Global Crisis/Innovation Blog

 Greece, Ireland,  now Portugal: Why the Poor are Bailing Out Europe, NOT Vice Versa

By Shlomo Maital

  

 Portugese People Protest!

  First, it was Ireland. Then Greece.  Now it is Portugal.  According to the press, the European Union, and its emergency fund, in cooperation with the International Monetary Fund, has arranged emergency loans for Portugal, amounting to between 75 and 110 billion euros.  Bailouts for Ireland and Greece were similar in size and terms.

   Portugal’s Prime Minister, whose name is Socrates,  fought hard against the bailout, but he had zero chance.  The global bond market kept raising the yields on Portuguese bonds, until the gap between Portuguese and German bonds exceeded 5 per cent, a level at which paying the interest and principal became nearly impossible.  Portugal fell, like Ireland and Greece before it.

   There is a fundamental misunderstanding about the bailout, and especially, about who is bailing out whom!   In Ireland, the Irish people will have to pay heavy new taxes for generations, to pay off Irish government bonds, so that Irish banks and those to whom Irish banks owe money (Germany banks) will not go bust.  So it is the Irish people who have bailed out German banks, not vice versa.  Of course, the Irish people know this, and threw out the incumbent government in recent elections for this reason. Now the new government wants to renegotiate the draconian terms of the emergency EU loan to Ireland.  This will happen eventually in Greece as well, and in Portugal.  The result is total chaos. 

    Greece is an especially difficult case, because the involvement of the International Monetary Fund always brings desperately strict measures (raise interest rates, slash spending) as a condition for providing the emergency funds.  And it is a self-fulfilling prophecy.  The tougher the loan terms, the lower the country’s growth rate, the bigger the hit government revenues take – and the tougher it is to pay back government debt. 

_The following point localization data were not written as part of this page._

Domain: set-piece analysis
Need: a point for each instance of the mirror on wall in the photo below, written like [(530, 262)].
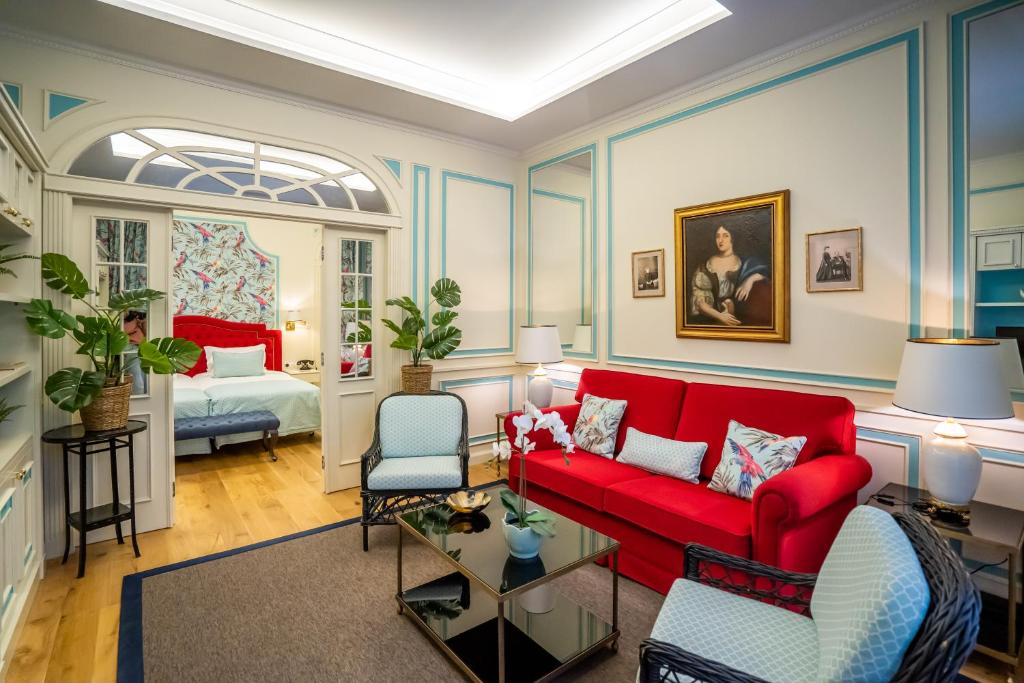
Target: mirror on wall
[(562, 231), (995, 180)]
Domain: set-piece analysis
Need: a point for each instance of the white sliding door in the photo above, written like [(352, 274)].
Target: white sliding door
[(352, 376)]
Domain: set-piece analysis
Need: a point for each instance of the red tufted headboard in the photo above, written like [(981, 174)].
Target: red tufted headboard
[(213, 332)]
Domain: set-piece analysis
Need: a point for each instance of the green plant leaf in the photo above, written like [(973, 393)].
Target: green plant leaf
[(73, 388), (446, 292), (59, 272), (46, 321), (133, 299), (441, 341), (442, 317), (165, 355)]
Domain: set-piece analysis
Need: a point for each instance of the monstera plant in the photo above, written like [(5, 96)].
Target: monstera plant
[(413, 336), (101, 391)]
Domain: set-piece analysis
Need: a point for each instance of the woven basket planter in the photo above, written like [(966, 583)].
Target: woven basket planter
[(416, 379), (109, 410)]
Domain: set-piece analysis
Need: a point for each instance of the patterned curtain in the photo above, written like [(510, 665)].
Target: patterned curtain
[(218, 271)]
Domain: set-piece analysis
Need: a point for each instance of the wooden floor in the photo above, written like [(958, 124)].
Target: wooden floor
[(223, 501)]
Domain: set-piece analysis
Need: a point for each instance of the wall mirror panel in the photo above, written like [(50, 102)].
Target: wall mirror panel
[(562, 238), (994, 160)]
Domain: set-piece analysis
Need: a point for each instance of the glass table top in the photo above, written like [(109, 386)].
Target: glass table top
[(476, 545)]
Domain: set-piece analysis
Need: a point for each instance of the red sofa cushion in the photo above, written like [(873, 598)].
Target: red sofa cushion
[(652, 403), (825, 421), (584, 480), (683, 512)]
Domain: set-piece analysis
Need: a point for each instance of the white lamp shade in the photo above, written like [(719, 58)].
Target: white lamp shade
[(953, 378), (582, 339), (539, 343)]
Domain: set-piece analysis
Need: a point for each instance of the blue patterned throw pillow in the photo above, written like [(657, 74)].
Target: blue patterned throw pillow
[(663, 456), (597, 425), (751, 457)]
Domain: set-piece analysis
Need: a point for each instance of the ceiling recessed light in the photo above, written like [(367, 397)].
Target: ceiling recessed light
[(492, 56)]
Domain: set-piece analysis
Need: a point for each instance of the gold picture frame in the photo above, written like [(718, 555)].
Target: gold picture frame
[(648, 273), (841, 265), (732, 269)]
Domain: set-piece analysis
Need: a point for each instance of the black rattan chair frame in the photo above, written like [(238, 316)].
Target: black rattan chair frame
[(942, 644), (381, 507)]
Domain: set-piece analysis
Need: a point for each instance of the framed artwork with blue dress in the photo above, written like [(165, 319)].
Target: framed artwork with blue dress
[(732, 269)]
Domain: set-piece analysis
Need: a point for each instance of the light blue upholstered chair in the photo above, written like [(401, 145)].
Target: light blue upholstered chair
[(420, 455), (892, 602)]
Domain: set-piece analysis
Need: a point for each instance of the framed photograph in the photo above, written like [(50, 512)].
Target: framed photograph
[(732, 269), (648, 273), (834, 261)]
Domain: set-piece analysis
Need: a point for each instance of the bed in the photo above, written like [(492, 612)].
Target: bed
[(198, 393)]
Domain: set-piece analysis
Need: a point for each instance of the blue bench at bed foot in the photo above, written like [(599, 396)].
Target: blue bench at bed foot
[(236, 423)]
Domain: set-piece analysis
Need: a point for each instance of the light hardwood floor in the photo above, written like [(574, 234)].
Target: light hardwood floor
[(223, 501)]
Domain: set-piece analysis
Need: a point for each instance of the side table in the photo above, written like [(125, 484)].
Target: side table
[(75, 439), (992, 526)]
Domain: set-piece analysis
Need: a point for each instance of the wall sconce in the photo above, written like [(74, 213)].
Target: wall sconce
[(292, 323)]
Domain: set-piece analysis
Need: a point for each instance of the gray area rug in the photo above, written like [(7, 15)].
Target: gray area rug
[(317, 608)]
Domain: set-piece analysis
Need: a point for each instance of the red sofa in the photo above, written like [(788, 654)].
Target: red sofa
[(792, 520)]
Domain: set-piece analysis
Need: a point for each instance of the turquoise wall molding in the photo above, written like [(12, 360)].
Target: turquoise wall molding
[(448, 385), (592, 150), (911, 41), (456, 176), (960, 23)]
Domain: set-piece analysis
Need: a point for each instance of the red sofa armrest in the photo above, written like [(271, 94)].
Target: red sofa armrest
[(798, 513), (542, 437)]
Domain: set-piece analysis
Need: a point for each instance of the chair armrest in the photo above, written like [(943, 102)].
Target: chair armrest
[(748, 578), (791, 504), (657, 657), (542, 437)]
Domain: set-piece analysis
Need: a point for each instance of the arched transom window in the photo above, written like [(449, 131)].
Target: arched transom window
[(201, 162)]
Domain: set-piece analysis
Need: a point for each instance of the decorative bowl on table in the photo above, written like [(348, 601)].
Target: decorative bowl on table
[(466, 502)]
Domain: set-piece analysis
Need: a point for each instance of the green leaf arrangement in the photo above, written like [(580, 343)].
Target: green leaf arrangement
[(100, 337), (442, 338)]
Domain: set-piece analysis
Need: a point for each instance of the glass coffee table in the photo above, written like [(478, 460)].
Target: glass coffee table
[(498, 617)]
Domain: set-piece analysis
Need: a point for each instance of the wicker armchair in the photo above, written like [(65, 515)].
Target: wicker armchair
[(939, 646), (419, 456)]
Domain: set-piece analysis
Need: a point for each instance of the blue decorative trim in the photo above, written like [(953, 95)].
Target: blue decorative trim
[(465, 177), (14, 92), (997, 188), (958, 25), (394, 166), (592, 150), (448, 385), (911, 40), (910, 441), (130, 663)]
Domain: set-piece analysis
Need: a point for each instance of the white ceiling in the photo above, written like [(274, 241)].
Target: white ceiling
[(485, 40)]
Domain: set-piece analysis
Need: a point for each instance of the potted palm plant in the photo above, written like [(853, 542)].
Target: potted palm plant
[(412, 335), (100, 392)]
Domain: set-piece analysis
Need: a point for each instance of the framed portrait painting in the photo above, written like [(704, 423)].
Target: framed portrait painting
[(732, 269), (648, 273), (834, 261)]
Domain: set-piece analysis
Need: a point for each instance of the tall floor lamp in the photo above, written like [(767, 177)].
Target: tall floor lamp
[(540, 344)]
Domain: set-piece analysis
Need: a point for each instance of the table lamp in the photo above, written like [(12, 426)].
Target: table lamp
[(540, 344), (952, 379)]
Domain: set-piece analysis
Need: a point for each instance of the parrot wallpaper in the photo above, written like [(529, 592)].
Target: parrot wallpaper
[(220, 272)]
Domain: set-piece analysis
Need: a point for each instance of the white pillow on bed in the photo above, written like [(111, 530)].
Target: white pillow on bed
[(231, 349)]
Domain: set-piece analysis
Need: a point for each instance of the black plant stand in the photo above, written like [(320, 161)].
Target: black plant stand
[(75, 439)]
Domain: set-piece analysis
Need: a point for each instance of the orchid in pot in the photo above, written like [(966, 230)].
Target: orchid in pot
[(525, 528)]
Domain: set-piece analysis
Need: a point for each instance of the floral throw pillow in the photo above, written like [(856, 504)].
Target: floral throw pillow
[(751, 457), (597, 425)]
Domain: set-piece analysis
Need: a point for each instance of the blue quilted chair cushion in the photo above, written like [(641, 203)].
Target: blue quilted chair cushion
[(869, 599), (754, 637), (421, 473), (417, 426)]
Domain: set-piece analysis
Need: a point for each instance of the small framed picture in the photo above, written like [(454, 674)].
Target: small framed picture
[(834, 261), (648, 273)]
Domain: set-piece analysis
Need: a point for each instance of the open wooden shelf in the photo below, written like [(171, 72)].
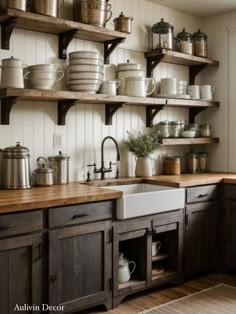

     Europe has badly mismanaged the bailout of Ireland, Greece and Portugal, endangering the future of the 27-nation EU and the 16-nation euro bloc.  And now, the outgoing head of the European Central Bank, Trichet, has begun raising interest rates, which will make it even harder for struggling peripheral nations in Europe to pay back their debts.  Why did he do this? To fight inflation?  Is there inflation in Europe?  There is no sign whatsoever of inflation – Trichet is fighting the phantom of future inflation, in economies that are still stagnating and fighting DEFLATION! 

     The situation in which the poor people of Ireland, Greece and Portugal are scalped into bailing out the wealthy banks of Germany, France, Belgium is unacceptable.  The result will continued social unrest and upheavals.  Let the wealthy banks take the hit, they can afford it far better than the unemployed struggling people of the peripheral European nations.